First we preprocess Common Crawl Dataset to remove numbers, short sentences and special characters. This repo also includes code to remove stop words.
Then we train three types of word embedding models;
- Word2Vec
- Glove
- FastText
Train data: Si-cc
Trained Models (300 dimensions) can be found
Word2Vec:
word2vec 15.8M window=5,vectorsize=300,min_count=3
gdown --id 1lcnIgMYPmn5t0L36F_aqQwFKkNHV_Fl0
FastText (.bin version):
fasttext 15.8M vector_size=300, window=5, min_count=3,negative=10
gdown --id 1-5qOaEQF16z-3PN6KdJLqMJWw0AD57IG
Glove:
gdown --id 1pjgCsZ21R-rt2wgYqE6wAz2BVwJIBLsP
Also, this repo contains source code and datasets to two types of intrinsic evaluation;
- Analogy Evaluation
- Relatedness Evaluation
You can follow the steps below to do the evaluation.
Preprocessing Steps
-
Run tokenizer.py.

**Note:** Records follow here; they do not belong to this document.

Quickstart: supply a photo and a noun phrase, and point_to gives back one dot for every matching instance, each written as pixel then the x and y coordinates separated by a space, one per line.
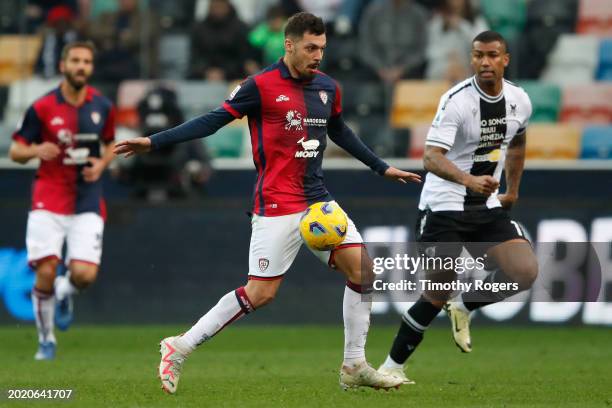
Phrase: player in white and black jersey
pixel 479 130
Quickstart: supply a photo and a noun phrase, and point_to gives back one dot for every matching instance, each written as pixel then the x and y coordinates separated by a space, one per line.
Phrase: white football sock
pixel 356 311
pixel 44 312
pixel 64 288
pixel 230 308
pixel 390 363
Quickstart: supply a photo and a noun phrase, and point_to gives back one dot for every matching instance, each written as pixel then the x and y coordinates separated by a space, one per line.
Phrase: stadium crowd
pixel 393 58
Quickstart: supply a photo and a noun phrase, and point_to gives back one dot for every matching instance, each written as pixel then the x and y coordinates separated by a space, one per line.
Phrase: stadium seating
pixel 416 102
pixel 18 55
pixel 604 71
pixel 129 94
pixel 227 142
pixel 595 17
pixel 597 142
pixel 199 97
pixel 553 141
pixel 174 55
pixel 591 103
pixel 573 60
pixel 508 17
pixel 22 93
pixel 545 100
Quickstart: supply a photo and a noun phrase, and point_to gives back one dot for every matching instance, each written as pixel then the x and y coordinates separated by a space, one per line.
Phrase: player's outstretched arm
pixel 199 127
pixel 515 163
pixel 132 146
pixel 402 176
pixel 23 153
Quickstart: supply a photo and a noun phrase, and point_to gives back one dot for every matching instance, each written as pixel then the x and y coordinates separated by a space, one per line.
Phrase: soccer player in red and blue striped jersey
pixel 65 130
pixel 291 107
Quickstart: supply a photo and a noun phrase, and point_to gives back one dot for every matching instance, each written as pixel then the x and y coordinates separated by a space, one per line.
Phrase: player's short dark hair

Put source file consists of Sinhala Corpus as input. Output will be a file consists of sentences in each line.
-
Process the output file of the first step using remove_numeric_lines.py, remove_short_sentenes.py. If you want to train embedding models without stop words, use remove_stop_words.py to remove them from the corpus. It will remove predefined stop words included in “stop words.txt” file. You can add, remove or modify those stop words if you want.
Training Steps
- Train word2vec using wor2vec_train.py (Change ‘sg’ hyperparameter to select between CBOW and Skipgram)
- Train fasttext using fasttext_train.py
- Train glove using glove_train.py
Intrinsic Evaluation
- For word2vec and fasttext models, use analogy_evaluation_word2vec_fasttext.py for analogy evaluation.
- For glove models, use analogy_evaluation_glove.py for analogy evaluation.
- For relatedness evaluation, use relatedness_measure_fasttext.py, relatedness_measure_glove.py and relatedness_meausre_word2vec.py
Extrinsic Evaluation
-
Sentiment Analysis for Sinhala can be conducted as desicribed in https://github.com/theisuru/sentiment-tagger
-
POS tagging can be performed based on https://github.com/wantinghuang/tensorflow-lstmcrf-postagger. This repo contains preprocessed POS tag data set which was used for POS tagging evaluation task.